Es fundam​ental recuperar el control de rutinas y tratamientos para atenderlas de la mejor manera




La obesidad y el sobrepeso son problemáticas que se potencian en tiempos como el que estamos viviendo, donde la incertidumbre, el aislamiento y un marcado sedentarismo se conjugan para atentar contra nuestro bienestar psicofísico. Está claro que estas enfermedades crónicas no se toman vacaciones y, tras más de 7 meses de confinamiento, es fundamental recuperar el control de rutinas y tratamientos para atenderlas de la mejor manera. Afortunadamente, la ciencia, la tecnología y la reapertura de espacios al aire libre marcan el camino para cuidarnos más que nunca.
 
Es importante que cada uno pueda conocer en mayor detalle el funcionamiento de su organismo, así como las necesidades nutricionales, emocionales y físicas que moldean su desarrollo.
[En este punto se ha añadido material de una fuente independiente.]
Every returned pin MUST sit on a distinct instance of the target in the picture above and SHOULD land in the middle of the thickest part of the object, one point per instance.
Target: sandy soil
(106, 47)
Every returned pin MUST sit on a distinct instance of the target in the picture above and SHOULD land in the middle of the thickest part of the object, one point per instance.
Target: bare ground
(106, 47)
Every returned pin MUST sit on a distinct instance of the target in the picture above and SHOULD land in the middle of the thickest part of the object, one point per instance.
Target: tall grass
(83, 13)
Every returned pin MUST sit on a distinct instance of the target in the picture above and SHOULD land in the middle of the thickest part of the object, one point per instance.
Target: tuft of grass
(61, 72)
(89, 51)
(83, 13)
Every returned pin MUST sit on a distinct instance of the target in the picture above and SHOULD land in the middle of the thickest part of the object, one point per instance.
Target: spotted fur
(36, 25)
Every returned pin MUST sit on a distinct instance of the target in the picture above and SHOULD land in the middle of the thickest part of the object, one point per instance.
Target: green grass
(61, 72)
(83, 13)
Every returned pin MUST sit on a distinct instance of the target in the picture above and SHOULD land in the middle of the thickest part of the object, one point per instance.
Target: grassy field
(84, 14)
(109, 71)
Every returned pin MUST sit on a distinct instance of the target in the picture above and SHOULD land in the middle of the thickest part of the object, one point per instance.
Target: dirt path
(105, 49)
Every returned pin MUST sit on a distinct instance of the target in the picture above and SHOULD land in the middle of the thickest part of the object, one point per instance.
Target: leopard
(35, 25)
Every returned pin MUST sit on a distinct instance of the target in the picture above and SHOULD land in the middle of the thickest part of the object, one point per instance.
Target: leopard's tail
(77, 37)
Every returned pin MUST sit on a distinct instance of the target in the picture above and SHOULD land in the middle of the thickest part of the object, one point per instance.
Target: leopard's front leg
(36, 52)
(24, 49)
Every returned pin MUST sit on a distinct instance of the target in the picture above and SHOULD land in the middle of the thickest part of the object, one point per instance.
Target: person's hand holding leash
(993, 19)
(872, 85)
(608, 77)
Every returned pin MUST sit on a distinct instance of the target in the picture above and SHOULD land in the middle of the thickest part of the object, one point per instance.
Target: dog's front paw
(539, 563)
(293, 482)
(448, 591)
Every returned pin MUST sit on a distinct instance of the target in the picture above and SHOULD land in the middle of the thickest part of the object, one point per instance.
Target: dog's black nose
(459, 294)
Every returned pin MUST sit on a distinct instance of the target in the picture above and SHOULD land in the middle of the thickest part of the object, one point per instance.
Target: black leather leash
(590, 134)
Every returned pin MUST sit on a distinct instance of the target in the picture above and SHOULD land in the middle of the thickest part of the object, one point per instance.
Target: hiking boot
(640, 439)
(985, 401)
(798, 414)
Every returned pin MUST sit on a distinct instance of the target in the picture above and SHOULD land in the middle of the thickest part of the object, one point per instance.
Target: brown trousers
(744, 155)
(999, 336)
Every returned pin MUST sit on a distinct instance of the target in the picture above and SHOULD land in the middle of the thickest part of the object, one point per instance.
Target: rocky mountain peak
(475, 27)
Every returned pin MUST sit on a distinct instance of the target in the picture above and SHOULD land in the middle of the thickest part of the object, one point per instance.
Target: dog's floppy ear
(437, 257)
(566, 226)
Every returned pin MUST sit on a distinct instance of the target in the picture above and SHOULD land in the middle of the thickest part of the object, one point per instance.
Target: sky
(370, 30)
Reconocer las propias barreras para adoptar hábitos saludables puede ser un primer paso para forjar nuevas dinámicas con una mirada integral y gradual, considerando tanto las necesidades fisiológicas como el manejo de la frustración y la motivación para lograr la constancia necesaria, respetando los cuatro pilares fundamentales de cualquier tratamiento: la alimentación, el ejercicio, las emociones y el tratamiento médico.

La obesidad es una enfermedad multicausal, donde se combinan factores genéticos, el estilo de vida, las emociones, el medio ambiente, el entorno y el sedentarismo, entre otros. Es necesario entender que la obesidad es una enfermedad crónica, siendo muy importante enfocar la estrategia en modificar los hábitos alimentarios y sostenerlos en el tiempo para optimizar los resultados. No hay dietas mágicas y es muy frustrante para aquel que desee bajar de peso ponerse metas imposibles. Así como describimos que las causas son múltiples, el enfoque terapéutico debe atender todas estas variables y además, establecer una continuidad en el tratamiento.

 
En el plano psicológico, muchas veces destacamos la importancia de identificar el hambre real y evitar comer sugestionados por emociones. Las ingestas que responden a la ansiedad, el aburrimiento o la tristeza, por nombrar algunos de los mayores disparadores, suelen ser desmedidas en su cantidad y calidad con gran impacto para nuestra salud. Más que nunca, comer no debería ser un refugio ni una “solución fácil” para canalizar nuestros sentimientos. Convertir esa energía en un incentivo para lograr un cambio de hábito saludable y sostenible puede ser el paso más importante.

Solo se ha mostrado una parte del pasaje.